In Ukraine’s Siversk, a grave dug on a sidewalk

Siversk, Ukraine, July 23 (AFP/APP):Oleksy’s grave was dug hastily on the sidewalk near one of the few buildings still standing in Siversk, a small town in eastern Ukraine near the frontline of the war with Russia.

The 46-year-old died in a missile strike on June 30, one of the many victims of Russia’s February invasion of pro-Western Ukraine.

His final resting place outside the Siversk culture centre is but a small mound of earth, covered with two concrete slabs — part of a nearby fence — that serve as a tombstone.

“Rest in peace, my brother. We love you, we remember you, we mourn you,” says a cardboard sign near the makeshift grave.

A small bouquet of yellow flowers has been placed on top.

“What can I tell you? He was sitting there in front of his house, there were two missiles and he was killed instantly,” said Valery, a 56-year-old neighbour.

But he doesn’t have time to share more information. In Siversk, it is dangerous to linger in one place for too long.

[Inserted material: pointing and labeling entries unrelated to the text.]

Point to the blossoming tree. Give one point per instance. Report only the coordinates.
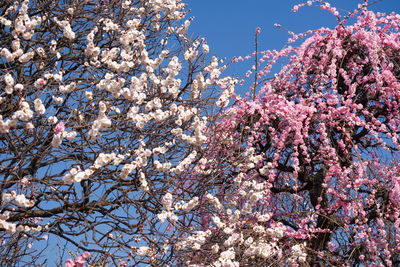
(100, 102)
(306, 171)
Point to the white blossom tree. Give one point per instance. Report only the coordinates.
(102, 102)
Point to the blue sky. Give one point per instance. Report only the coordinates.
(229, 25)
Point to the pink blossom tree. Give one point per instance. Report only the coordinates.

Siversk lives and breathes fear. The town of around 10,000 people before the war has for weeks been relentlessly shelled by the nearby Russian forces.

Its streets are riddled with huge craters, its buildings scorched by fire. Outside stray cats and dogs play near the remains of rockets embedded in the sidewalks.

Visible through the first-floor windows of heavily damaged buildings are relics of an abandoned life: dressers, family photos, overturned armchairs.

– ‘I can’t leave her’ –

But despite the looming danger, some people are out on the streets, walking or riding bicycles, with the facial expressions of those who are beyond fear.

“I would like to leave, of course, but I have a 90-year-old mother, who told me she would die here. I can’t leave her,” says Oleksandr, a man in his 60s.

Others do not have the means to flee the constant shelling.

“We have our house here; it’s the work of our life. And we don’t have the money to leave,” says 50-year-old Anzhela, who like most people preferred to only give her first name.

At the entrance into underground cellars where the town’s remaining civilians take shelter, gas heaters are used to cook food.

But others have evacuated or are doing so now as the fighting for eastern Ukraine intensifies. A family drives past in a car with a trailer carrying a fridge and a bicycle.

A torn Ukrainian flag flies over what remains of a building blackened by flames, likely a dormitory for workers.

And in front of a house nearly reduced to ashes, lies an empty wooden coffin.

It seems nobody had time to use it for its intended purpose.